In their lawsuit, the counties argue denying mental health care to people whose charges have been dropped:
- violates state law on restoration of competence for criminal defendants (RCW 10.77.088);
- puts an untenable strain on county resources; and
- puts public safety at risk.
DSHS plans to release approximately 200 civil conversion patients statewide — with at least 45 in King County alone — by Sept. 7, with little formal notice given to local authorities. One King County attorney referred to DSHS's plan as a “fire sale release.” The soonest the counties' lawsuit will go before a judge is Sept. 8.
Walsh's statement continued:
“When charges are dropped against a criminal defendant who's been found by the courts to be mentally incompetent, and the state won't give that person mental health care at a psychiatric facility like Western State Hospital, the governor's bureaucrats just send the person back to the streets. That's what this latest lawsuit is about. Because DSHS has mismanaged Western State Hospital so badly, there's no room left in that institution. And people with mental illnesses are being released while they're still sick.

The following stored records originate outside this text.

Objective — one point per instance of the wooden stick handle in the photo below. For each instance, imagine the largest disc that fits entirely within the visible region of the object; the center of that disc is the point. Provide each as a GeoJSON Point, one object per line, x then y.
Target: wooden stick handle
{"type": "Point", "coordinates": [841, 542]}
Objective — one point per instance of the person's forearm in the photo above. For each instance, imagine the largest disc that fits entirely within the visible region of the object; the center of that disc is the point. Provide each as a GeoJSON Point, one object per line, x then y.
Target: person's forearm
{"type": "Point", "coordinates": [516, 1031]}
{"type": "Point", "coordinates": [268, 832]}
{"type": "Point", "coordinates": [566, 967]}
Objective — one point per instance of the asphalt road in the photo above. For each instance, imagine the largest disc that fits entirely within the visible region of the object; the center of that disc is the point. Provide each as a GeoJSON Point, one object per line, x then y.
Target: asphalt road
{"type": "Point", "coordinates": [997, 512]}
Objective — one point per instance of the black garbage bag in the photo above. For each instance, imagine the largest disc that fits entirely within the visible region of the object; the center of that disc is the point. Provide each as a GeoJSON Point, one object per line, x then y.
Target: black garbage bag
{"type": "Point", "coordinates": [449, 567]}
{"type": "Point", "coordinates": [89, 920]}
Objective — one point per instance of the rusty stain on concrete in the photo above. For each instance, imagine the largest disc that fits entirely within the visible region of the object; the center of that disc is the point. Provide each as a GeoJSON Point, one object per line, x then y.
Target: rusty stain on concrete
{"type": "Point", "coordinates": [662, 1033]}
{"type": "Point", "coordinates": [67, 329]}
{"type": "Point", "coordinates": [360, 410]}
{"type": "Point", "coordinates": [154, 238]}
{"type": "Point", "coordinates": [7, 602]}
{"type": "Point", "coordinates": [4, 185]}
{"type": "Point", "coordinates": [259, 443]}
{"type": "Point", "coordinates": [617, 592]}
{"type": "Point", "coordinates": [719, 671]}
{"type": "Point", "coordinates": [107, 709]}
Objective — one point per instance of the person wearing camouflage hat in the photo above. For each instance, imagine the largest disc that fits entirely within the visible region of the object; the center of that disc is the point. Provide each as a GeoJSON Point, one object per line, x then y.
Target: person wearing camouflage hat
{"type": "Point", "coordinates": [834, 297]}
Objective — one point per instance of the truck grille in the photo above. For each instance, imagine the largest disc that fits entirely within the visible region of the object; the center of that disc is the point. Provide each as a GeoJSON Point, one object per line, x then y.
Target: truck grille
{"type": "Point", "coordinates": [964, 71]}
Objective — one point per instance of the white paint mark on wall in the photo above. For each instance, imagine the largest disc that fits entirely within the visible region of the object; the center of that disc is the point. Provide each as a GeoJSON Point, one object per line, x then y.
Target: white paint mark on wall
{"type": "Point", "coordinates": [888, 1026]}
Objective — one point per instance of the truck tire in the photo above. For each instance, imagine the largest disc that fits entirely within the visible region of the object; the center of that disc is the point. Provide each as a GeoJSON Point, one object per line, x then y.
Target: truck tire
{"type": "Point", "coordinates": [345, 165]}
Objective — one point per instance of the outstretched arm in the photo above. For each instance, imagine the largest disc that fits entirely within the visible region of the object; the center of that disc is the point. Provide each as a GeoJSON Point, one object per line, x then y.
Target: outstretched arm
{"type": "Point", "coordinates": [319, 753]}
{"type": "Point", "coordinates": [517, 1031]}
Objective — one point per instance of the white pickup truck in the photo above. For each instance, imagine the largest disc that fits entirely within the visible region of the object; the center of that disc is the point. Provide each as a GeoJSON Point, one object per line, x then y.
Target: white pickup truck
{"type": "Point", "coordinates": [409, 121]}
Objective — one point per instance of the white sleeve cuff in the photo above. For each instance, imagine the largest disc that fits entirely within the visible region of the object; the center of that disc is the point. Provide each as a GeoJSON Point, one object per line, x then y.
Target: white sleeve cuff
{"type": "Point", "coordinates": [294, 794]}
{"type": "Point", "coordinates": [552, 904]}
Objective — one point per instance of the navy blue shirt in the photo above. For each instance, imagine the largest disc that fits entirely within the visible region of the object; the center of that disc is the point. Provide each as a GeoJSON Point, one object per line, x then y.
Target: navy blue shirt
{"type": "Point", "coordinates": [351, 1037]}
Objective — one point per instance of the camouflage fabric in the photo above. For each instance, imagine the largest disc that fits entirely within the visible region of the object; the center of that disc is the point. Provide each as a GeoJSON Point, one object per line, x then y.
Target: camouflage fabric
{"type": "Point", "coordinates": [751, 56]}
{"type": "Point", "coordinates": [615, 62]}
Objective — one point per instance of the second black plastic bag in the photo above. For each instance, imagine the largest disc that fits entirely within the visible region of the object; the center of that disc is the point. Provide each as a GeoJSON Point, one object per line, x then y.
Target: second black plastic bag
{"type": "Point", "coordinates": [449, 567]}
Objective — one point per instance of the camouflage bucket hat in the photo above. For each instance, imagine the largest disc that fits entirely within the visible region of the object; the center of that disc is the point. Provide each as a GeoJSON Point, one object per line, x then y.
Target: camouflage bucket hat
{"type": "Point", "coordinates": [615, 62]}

“This latest lawsuit is separate from the older and higher-profile Trueblood v. DSHS case. But the two lawsuits are connected. A few months ago, the federal judge hearing the Trueblood case found the Inslee Administration and DSHS in contempt and ordered them to pay more than $100 million in fines for failing to provide timely psychiatric services to people with mental illnesses who are forced to wait in jail. Now, the governor's administration is blaming that $100 million fine for its own ongoing failures. Specifically, one of its spokespeople has said in response to questions about the more recent lawsuit from the counties, that the 'federal court has substantially impaired our ability to treat and care for [civil conversion] patients such as these.' This kind of finger-pointing is disappointing, but all too familiar. With the current governor, his administration's failures are always someone else's fault.
“The Trueblood case and the more recent lawsuit from the 22 county prosecutors are the first steps in a reckoning. We need better state laws and public policy. We need better results out of Olympia and D.C. We need a return to common sense in our beautiful state.”
The counties whose prosecutors have joined the recent lawsuit include: Asotin, Clallam, Cowlitz, Douglas, Grant, Grays Harbor, Island, Jefferson, King, Kitsap, Klickitat, Lewis, Lincoln, Pacific, Pierce, Skagit, Skamania, Snohomish, Spokane, Thurston, Whatcom, and Yakima counties.